Even more significant personally, it was the first election on which I’d been employed, and even minimally paid, to offer my ‘expert’ insight and views.
Of which I had plenty, including some thoroughly rehearsed but apparently spontaneous thoughts on Clapham’s successful Labour candidate, Dr David Pitt, in becoming, at his second attempt, the first black MP in the modern parliamentary era.
Except that he didn’t, following the second biggest Labour-to-Conservative swing in the country – exceeded only by that unseating Jennie (later Baroness) Lee in Cannock.
Pitt’s result was personally disappointing for us both, a minor loss for BBC Radio Norfolk listeners, and a major one for the UK House of Commons, forced to wait a further 17 years before the Labour quartet of Diane Abbott, Paul Boateng, Bernie Grant and Keith Vaz would be celebrated as the first ethnic minority MPs elected in the modern era.
I should explain that one reason I was especially keen that that honour should have been David Pitt’s was that I knew lots about him, as he featured prominently in my sadlynever-to-be-actually-completed PhD thesis.
It was about the operation and particularly the elected members of the Greater London Council, the top tier of London local government from 1965 until abolished by Margaret Thatcher in 1985.
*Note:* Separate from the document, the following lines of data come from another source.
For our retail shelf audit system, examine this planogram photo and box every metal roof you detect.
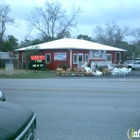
[15,38,126,51]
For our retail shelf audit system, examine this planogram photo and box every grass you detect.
[0,69,56,79]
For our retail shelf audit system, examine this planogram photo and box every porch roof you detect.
[15,38,126,51]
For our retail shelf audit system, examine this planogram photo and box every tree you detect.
[28,0,81,41]
[77,34,93,41]
[94,23,129,47]
[0,3,14,50]
[2,35,18,52]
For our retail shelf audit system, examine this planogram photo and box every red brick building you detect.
[16,38,126,70]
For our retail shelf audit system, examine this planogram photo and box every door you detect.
[78,53,83,68]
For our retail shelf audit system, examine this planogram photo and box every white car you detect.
[127,62,140,69]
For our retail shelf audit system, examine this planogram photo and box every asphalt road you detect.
[0,77,140,140]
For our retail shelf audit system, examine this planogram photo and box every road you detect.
[0,77,140,140]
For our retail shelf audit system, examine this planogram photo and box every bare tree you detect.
[28,1,81,41]
[94,22,129,47]
[0,3,14,50]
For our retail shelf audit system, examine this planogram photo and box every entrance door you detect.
[78,53,83,68]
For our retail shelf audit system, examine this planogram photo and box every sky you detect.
[0,0,140,41]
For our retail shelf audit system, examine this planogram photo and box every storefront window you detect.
[22,52,26,62]
[106,54,112,61]
[85,54,89,62]
[73,54,77,64]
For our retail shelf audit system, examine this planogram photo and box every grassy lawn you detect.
[0,69,56,79]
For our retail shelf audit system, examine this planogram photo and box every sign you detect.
[31,55,45,60]
[94,51,102,58]
[54,52,67,61]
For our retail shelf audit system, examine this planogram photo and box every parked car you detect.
[0,92,36,140]
[127,62,140,69]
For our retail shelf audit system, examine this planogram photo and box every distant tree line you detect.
[0,0,140,59]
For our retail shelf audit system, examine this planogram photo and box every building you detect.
[16,38,126,70]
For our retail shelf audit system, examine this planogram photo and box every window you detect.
[54,52,67,61]
[45,54,51,64]
[22,52,26,62]
[85,54,89,62]
[116,52,121,61]
[73,53,77,64]
[106,54,112,61]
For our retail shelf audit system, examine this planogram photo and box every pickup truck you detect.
[0,91,36,140]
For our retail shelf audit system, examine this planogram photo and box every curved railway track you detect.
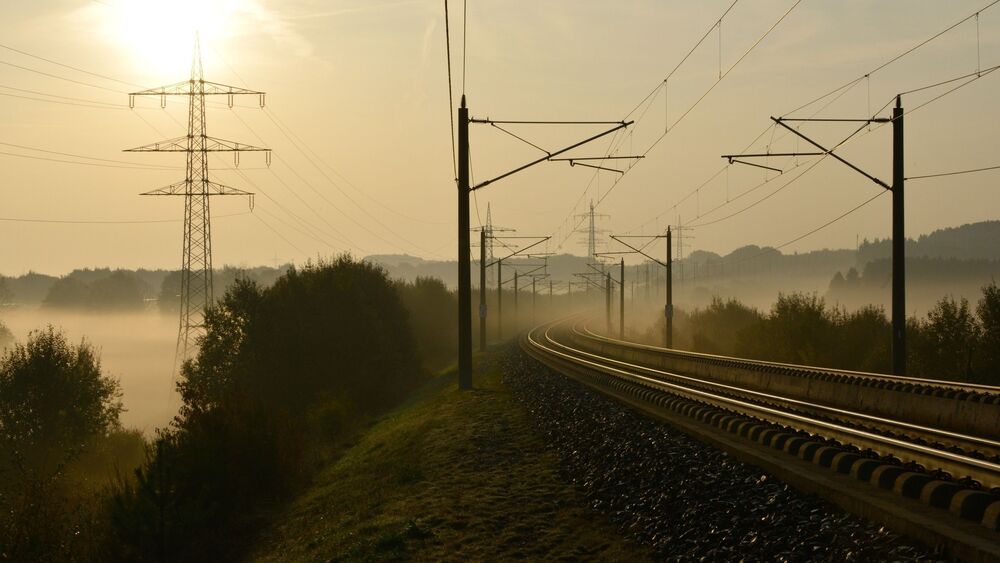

It was a completely novel institution and attracted a diverse range of councillors, including David Pitt: Caribbean-born in Grenada, seriously clever, won scholarship to study medicine at Edinburgh University, returned to West Indies,
joint-founded West Indies National (Socialist) Party, returning post-war to the UK to open a genuine community medical practice in London’s Euston area.
He first stood as a Labour parliamentary candidate for Hampstead in 1959, receiving racist death threats for his pains.
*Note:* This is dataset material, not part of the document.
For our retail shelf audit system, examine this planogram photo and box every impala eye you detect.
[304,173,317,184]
He lost the election, but instead founded the Campaign Against
Racial Discrimination, and got elected first to the London County Council, then to its successor, the GLC – of which, by the time I talked him into a personal interview, he was deputy chair of the council, and the most hospitable and accommodating of subjects.
He later became the GLC’s first
ethnic minority chairman, and in 1975 finally made it to Parliament’s Upper House as Baron Pitt of both the North London and Grenada Hampsteads – surely another first.
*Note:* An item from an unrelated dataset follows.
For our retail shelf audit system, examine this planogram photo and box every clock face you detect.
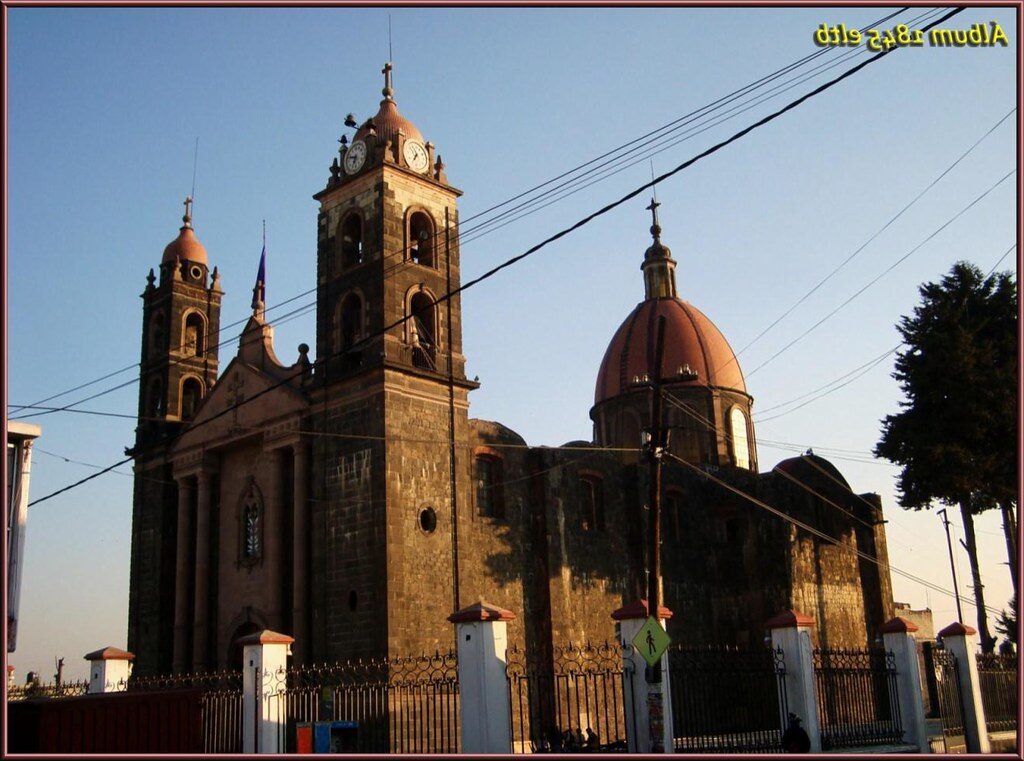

None of which, sadly, quite earns him a mention in the House of Commons Library’s absorbing recent production: Ethnic Diversity in Politics and Public Life.
It summarises itself as a report on the currently 14% of people from ethnic minority backgrounds in a range of public positions across the UK. But in places it’s much more, particularly the Parliament chapter with its table of a dozen ‘Historical Ethnic Minority MPs’ from 1767 to 1922.
Yes, 1767. One at least I already knew: the memorably named Henry Redhead Yorke. As an erstwhile ginge myself (honestly – check out historic Google images!), it was the Redhead bit that immediately fascinated me when I happened across Amanda Goodrich’s 2019 book about him. That and the equally weird fact that Yorke really was a Whig/Liberal MP during the 1840s for the city of … York.
And indeed, until Goodrich researched his almost caricatured
life of a Victorian English gentleman – married to an aristocrat’s daughter, living in posh Eaton Square, in an age of few cameras and even fewer curious politics research students – that was what the definitely not titian-haired fellow was apparently taken to be.
Nowadays, though, Yorke crops up quite regularly in Black History Months – genuinely enough, for, while his mother was English and there’s some uncertainty about his actual skin colour, his father was son of an Antiguan slave and her middle-class ‘owner’.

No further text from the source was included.